I am continuing to investigate inter-group interactions in the pied babbler, where contests are complicated by the production of four different vocalisations within a chorus and the fact that not all group members participate in all contests.

3. Facultative sex ratio manipulation

Mothers would often benefit from producing more of one sex than the other. Although some species show an astonishing ability to skew their sex ratio adaptively, the trends found in many vertebrate studies have proved inconsistent. I demonstrated the importance of large sample sizes and data from multiple years by showing great variation in both the significance and the directional trend when considering potential factors influencing the sex ratio of great tit (Parus major) broods. Although some factors (e.g. male age and female tarsus length) were significant predictors in some years, there were no consistent trends and no factors were significant when combining data from all five years.
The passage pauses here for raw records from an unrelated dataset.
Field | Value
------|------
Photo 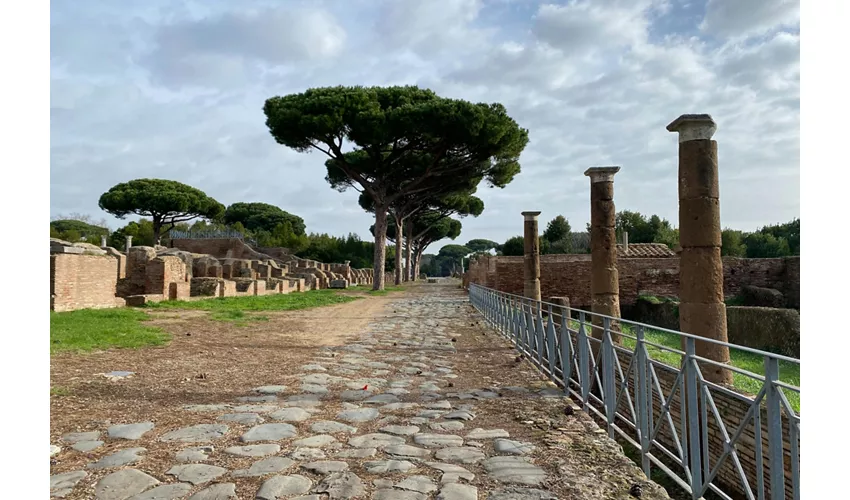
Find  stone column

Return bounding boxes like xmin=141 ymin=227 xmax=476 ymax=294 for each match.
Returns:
xmin=522 ymin=212 xmax=540 ymax=300
xmin=584 ymin=167 xmax=620 ymax=344
xmin=667 ymin=115 xmax=732 ymax=384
Even though several studies have provided convincing evidence of facultative sex-ratio manipulation, evidence for a mechanism by which such a bias is achieved is equivocal at best. Using 30 years of data, colleagues and I showed that springbok (Antidorcas marsupialis) mothers preferentially produce daughters when they are in good condition (the opposite trend to that found in a number of other polygynous, size-dimorphic ungulates). Furthermore, we were able to examine culled individuals and show that selective re-absorption of embryos is unlikely to be the mechanism by which deviations from an equal sex ratio are achieved. Hence, either differential implantation occurs or females are able to influence the sex of the sperm fertilising an egg.
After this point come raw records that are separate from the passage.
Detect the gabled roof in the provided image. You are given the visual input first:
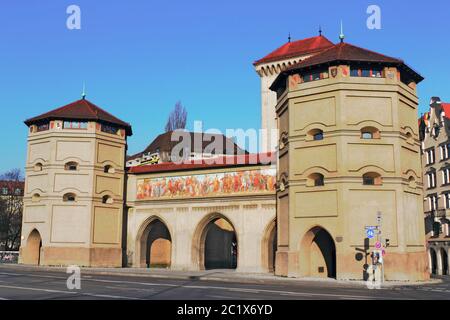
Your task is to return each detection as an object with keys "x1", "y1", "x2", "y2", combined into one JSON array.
[
  {"x1": 127, "y1": 131, "x2": 247, "y2": 161},
  {"x1": 127, "y1": 152, "x2": 277, "y2": 174},
  {"x1": 25, "y1": 99, "x2": 132, "y2": 136},
  {"x1": 270, "y1": 42, "x2": 424, "y2": 90},
  {"x1": 253, "y1": 36, "x2": 334, "y2": 66}
]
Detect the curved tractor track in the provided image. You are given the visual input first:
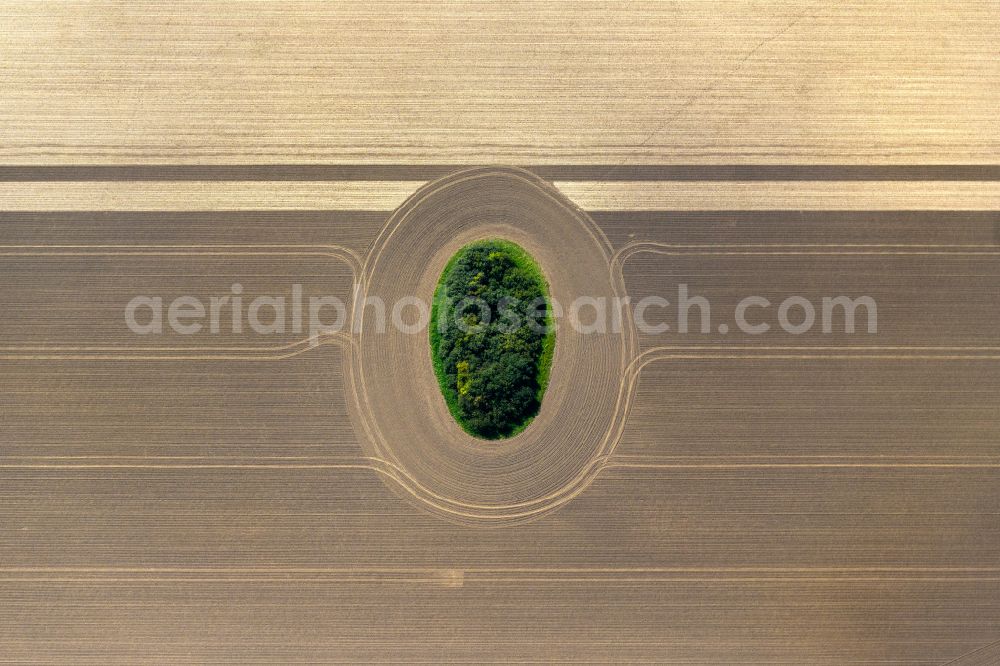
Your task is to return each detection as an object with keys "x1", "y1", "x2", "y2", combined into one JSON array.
[{"x1": 347, "y1": 168, "x2": 638, "y2": 525}]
1. Kuruman River Reserve, Northern Cape Province, South Africa

This is the site of the pied babbler research and is a 3500 hectare area situated 17 km south of the South-Africa Botswana border and 30 km west of the small settlement of Van Zylsrus. There are currently 14 colour-ringed, habituated groups of babblers on the reserve with several more groups targeted for imminent work. The study site consists of sparsely vegetated dune country on either side of the (dry) Kuruman river, which makes observations particularly easy. For further information about work on the babblers see The Pied Babbler Research Project pages.

In addition to the babblers there are a number of habituated meerkat groups on the reserve, which have formed the basis of study for the last 10 years. See the University of Cambridge meerkat pages.
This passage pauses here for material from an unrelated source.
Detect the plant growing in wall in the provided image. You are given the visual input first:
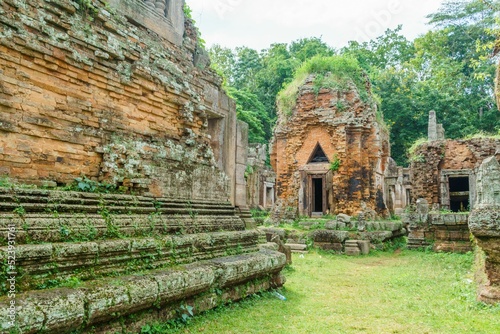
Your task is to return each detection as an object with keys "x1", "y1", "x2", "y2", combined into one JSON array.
[{"x1": 329, "y1": 153, "x2": 341, "y2": 172}]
2. Morgan’s Bay, Eastern Cape Province, South Africa

This is where the green woodhoopoe research is conducted. Within a 33 km2 area, there are 28 colour-ringed groups which inhabit the thick riverine forests that form belts along the river valleys. Territories are linearly arranged along these river courses. Canopy height varies between 8 and 15 m, with an average height of 9.6 m. Forest sections are separated by areas of open grassland, much of which is grazed by cattle. The mean annual rainfall is 982 mm, with well-defined peaks in October and March, and the average temperature is 23°C. My work on the woodhoopoes is in collaboration with Prof. Morné du Plessis (formerly of the Percy FitzPatrick Institute of African Ornithology, University of Cape Town, now at the World Wildlife Fund, South Africa.